Leaked documents accessed by the environmental nonprofit Greenpeace suggest that the United States and the European Union are reportedly facing “irreconcilable” differences in their ongoing discussions over the Transatlantic Trade and Investment Partnership (TTIP). In a statement released Sunday, Greenpeace said the documents, which include over 240 pages of leaked negotiating texts, will be released Monday.
The documents reveal “the U.S. position and deliberate attempts to change the EU democratic legislative process,” Greenpeace said in the statement, listing out several areas of concern, including what it says are demands by U.S. negotiators that, if met, would require the EU to break its climate change pledges and environment protection promises.
According to Greenpeace, the negotiating texts do not include any mention of the World Trade Organization provision that allows countries to restrict trade “protect human, animal and plant life or health.” Additionally, the documents reportedly reveal that the U.S. negotiators are threatening to block European car exports to force EU to purchase more American agricultural products.
“These leaked documents confirm what we have been saying for a long time: TTIP would put corporations at the centre of policy-making, to the detriment of environment and public health. We have known that the EU position was bad, now we see the US position is even worse. A compromise between the two would be unacceptable,” Jorgo Riss, director of Greenpeace EU, said in the statement.
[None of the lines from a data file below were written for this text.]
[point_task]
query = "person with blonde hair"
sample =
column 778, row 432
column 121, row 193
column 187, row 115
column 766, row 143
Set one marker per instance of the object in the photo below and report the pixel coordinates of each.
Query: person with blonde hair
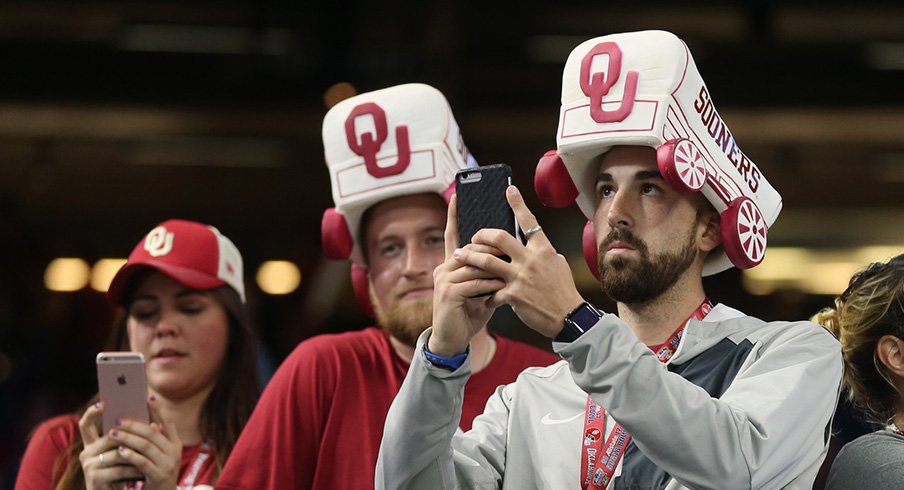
column 868, row 319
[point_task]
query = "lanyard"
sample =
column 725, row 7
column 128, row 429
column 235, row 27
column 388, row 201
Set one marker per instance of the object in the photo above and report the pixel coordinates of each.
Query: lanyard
column 188, row 480
column 598, row 460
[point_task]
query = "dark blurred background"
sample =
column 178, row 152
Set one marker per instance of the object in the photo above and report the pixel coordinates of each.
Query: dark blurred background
column 116, row 115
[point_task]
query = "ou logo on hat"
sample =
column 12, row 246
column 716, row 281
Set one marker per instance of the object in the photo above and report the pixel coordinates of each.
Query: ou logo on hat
column 598, row 85
column 370, row 143
column 159, row 242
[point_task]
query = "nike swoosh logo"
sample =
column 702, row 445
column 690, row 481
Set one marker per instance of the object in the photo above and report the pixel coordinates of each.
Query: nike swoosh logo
column 547, row 420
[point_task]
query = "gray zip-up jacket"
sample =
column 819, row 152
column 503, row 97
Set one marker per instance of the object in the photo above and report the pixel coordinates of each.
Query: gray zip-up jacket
column 742, row 404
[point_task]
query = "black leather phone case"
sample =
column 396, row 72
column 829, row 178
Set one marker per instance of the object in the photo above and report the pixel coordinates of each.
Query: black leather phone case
column 481, row 201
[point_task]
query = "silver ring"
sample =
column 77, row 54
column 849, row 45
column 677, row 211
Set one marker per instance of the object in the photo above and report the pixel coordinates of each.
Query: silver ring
column 532, row 231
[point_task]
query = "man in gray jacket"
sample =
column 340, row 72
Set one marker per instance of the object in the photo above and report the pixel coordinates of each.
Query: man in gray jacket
column 673, row 392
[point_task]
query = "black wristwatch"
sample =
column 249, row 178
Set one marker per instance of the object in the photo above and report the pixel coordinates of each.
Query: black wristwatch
column 581, row 319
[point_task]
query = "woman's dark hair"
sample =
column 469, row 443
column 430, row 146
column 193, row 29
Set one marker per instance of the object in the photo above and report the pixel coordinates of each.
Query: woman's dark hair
column 229, row 404
column 871, row 307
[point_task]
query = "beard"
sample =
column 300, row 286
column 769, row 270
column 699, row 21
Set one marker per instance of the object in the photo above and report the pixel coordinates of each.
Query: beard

According to the Guardian, which has seen the leaked documents, while the EU has so far not accepted the U.S. demands, it has yet to submit counterproposals.
“These leaked documents give us an unparalleled look at the scope of US demands to lower or circumvent EU protections for environment and public health as part of TTIP. The EU position is very bad, and the US position is terrible,” Riss told the Guardian. “The way is being cleared for a race to the bottom in environmental, consumer protection and public health standards.”
Negotiations to hammer out the TTIP have been going on for the last three years. While the deal’s backers claim that it would boost trade between U.S. and EU by easing customs duties and removing red tape and restrictions on investments on both sides of the Atlantic, its critics — especially in the EU — argue that TTIP would hurt small- and medium-sized enterprises, allow large corporations to flout environmental regulations and give them undue influence over elected governments.